India’s Moon Lander and the Superpower Game By Howard Bloom

US News

Wednesday morning at 8:30 am Eastern Time, India landed its first rover on the surface of the moon.  It’s called Chandrayaan-3.  Which means “moon craft” in Sanskrit.

Fourteen hours later, the Chandrayaan-3’s rover rolled out and, said India’s space agency, “took a walk around.”  But, unlike America’s rovers on Mars, which keep on trucking for up to 15 years, Chandrayaan-3’s rover is only built to explore for two weeks.  That’s one lunar day.  Then, when lunar night comes, the rover will run out of batteries and shut down.

The success of the Chandrayaan-3 makes India only the fourth country to successfully land on the moon—behind the USA, Russia, and China.  What’s more, India developed and built this lander for only $73 million dollars.  NASA’s upcoming VIPER rover won’t reach the moon until 2024 or later and will cost nearly half a billion dollars.   Which means for the price of one American lunar lander, India can build six.

More important, the Chandrayaan-3 is the first spacecraft ever to land on a strategic sweet spot, the moon’s south pole.  Why is the moon’s south pole coveted by China, Russia, and by the United States?

Because it has water.  And India was the first country to detect that water.  Water it spotted with its first vehicle to orbit the moon, Chandrayaan 1, way back in 2008.

Water is the gold of space.   It can be mined and broken down to drinkable water, to breathable oxygen, and to rocket fuel.  That’s why NASA administrator Bill Nelson says that we are in a space race with China for the lunar south pole’s resources.

Nelson says he fears that if China can establish a presence on the moon’s south pole before we do, Beijing could repeat what it pulled off in the South China Sea.

Ten years ago, China began building islands and expanding reefs in the South China Sea, a body of water whose segments were claimed by five other nations.  Beijing swore that these new islands were for peaceful purposes.

Then China built military bases with runways for bombers and fighter jets on the islands and claimed the South China Sea as its own.  All 1.16 million square miles of it.  Complete with the oil beneath the surface.

Now NASA’s Nelson is afraid that China will attempt to do the same thing with the south pole of the moon.

India’s landing at the moon’s south pole may complicate that Chinese aim.  After all, one of the main purposes of this audacious Indian mission is not just to do science.  It’s to advance India’s claim to world leadership.  Or, as CNN put it, it’s to “cement India’s status as a global superpower in space.”

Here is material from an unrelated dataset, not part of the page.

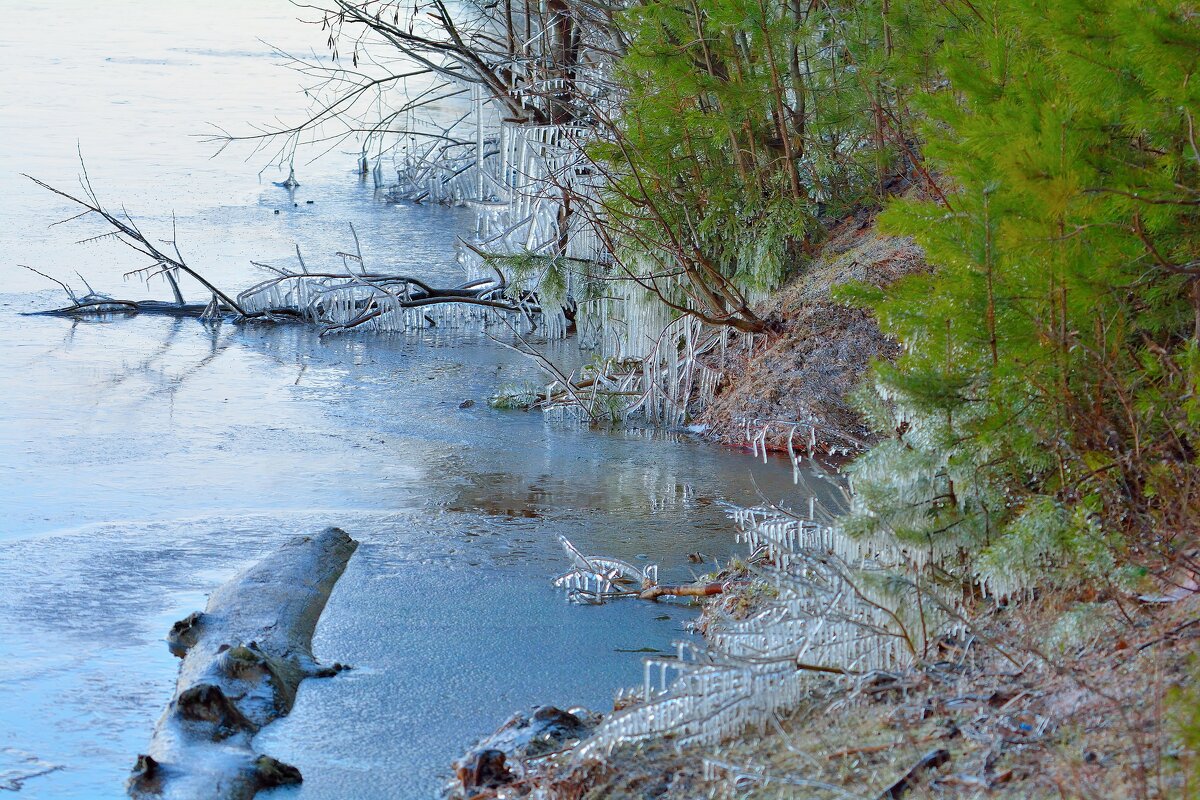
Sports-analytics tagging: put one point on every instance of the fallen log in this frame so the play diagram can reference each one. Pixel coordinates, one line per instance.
(243, 662)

That use of the Chandrayaan-3 moon landing became clear at a global summit conference in South Africa Wednesday morning.  That summit was a meeting of heads of state of the BRICS nations—Brazil, Russia, India, China, and South Africa—in Johannesburg.   The BRICS formation is designed to sap strength from the United States and the Western Alliance and to increase the power of an alliance that includes Russia, China, North Korea, Iran, Syria, Venezuela, and Cuba.  An alliance of autocrats.  An alliance that despises “Western liberal values.”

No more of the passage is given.